He leaned forward, elbows on his knees. “You know that Mama has lots of thoughts about lots of things.”
Rachel glanced to the ceiling, flopping her arms to her side. “She ruins everything.”
“It’s her gift,” he replied, his lips twitching at Rachel’s margarita-induced melodramatics.
The television murmured low in the background, the only light in the room coming from the screen—some show about houses that Rachel had turned on—the hallway, and the small bulb over the stove.
This, this was nice. She was Rachel. There were no expectations. They were friends. Maybe. Maybe they could be friends. Stranger things had happened that day—Gavin had even apologized.
“I’m coming to the lake,” Rachel declared.
He had a feeling that she was half-past drunk and into blitzed territory, but he was a gentleman, as per his mama, and didn’t say anything about that. Also, he’d provided the liquor, so it was his responsibility to ensure she didn’t do anything too ill-advised that night.

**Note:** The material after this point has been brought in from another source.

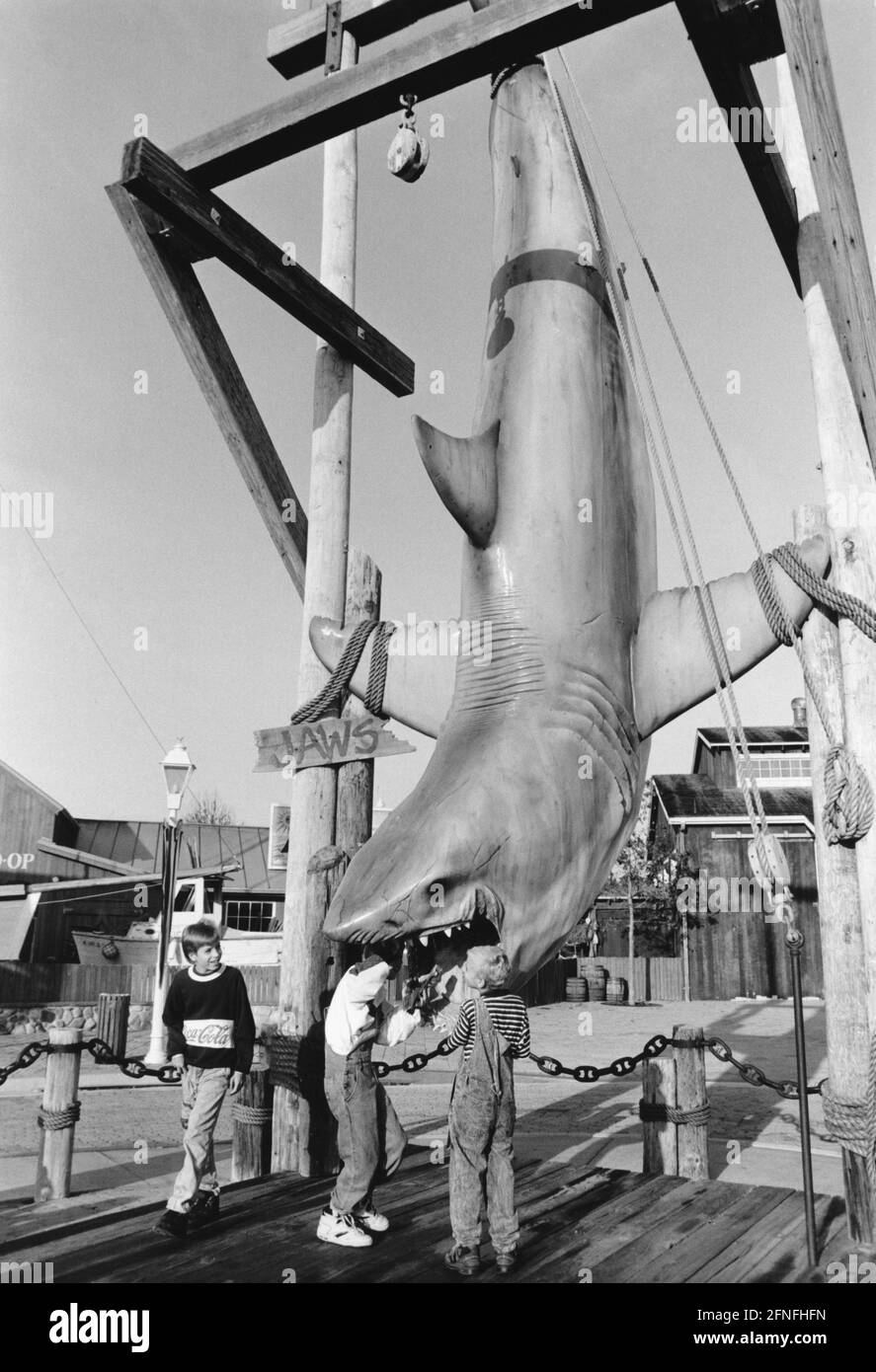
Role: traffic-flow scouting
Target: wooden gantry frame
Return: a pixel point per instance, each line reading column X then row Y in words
column 173, row 218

“I heard,” he replied. “It came through on the family text chain. Mama is thrilled.”
When his mama was thrilled, everyone could breathe a little easier.
“I have to get work done, so I’m going to need your help,” Rachel said. “Dane’s, too.”
Wait. Hold the fucking phone. Did blitzed Rachel ask for help? This was good intel. Still, sober Rachel probably wouldn’t want his help, so he’d need to tread carefully.
“Figured as much,” he said. “You know we’ve got you covered while we’re there. You can get all caught up.”
Rachel laid her head on the pillow, and her eyes started to drift closed. He didn’t say anything further, instead watching the show she’d left on the television. Now some beefy guy was attempting to build a house.
When he’d glanced back at her, she was snoring softly with her hands up under her cheek.
It was adorable. Shit.
Was he allowed to think of Rachel as adorable?
The woman was made of steel. The wind tried and tried to blow her life over, but she held steady.
She was a force of her own. The problem was, he had a hunch that if the wind got too strong, she’d need a net to catch her if she blew over.
He wasn’t sure that she had that net, and that made his chest ache.
He’d been able to fuck up all the time when he was younger because he had the Frank family safety net.
Maybe if she didn’t try so hard to do everything herself, she’d see that there was a ready-made group of people happy to catch her in her life.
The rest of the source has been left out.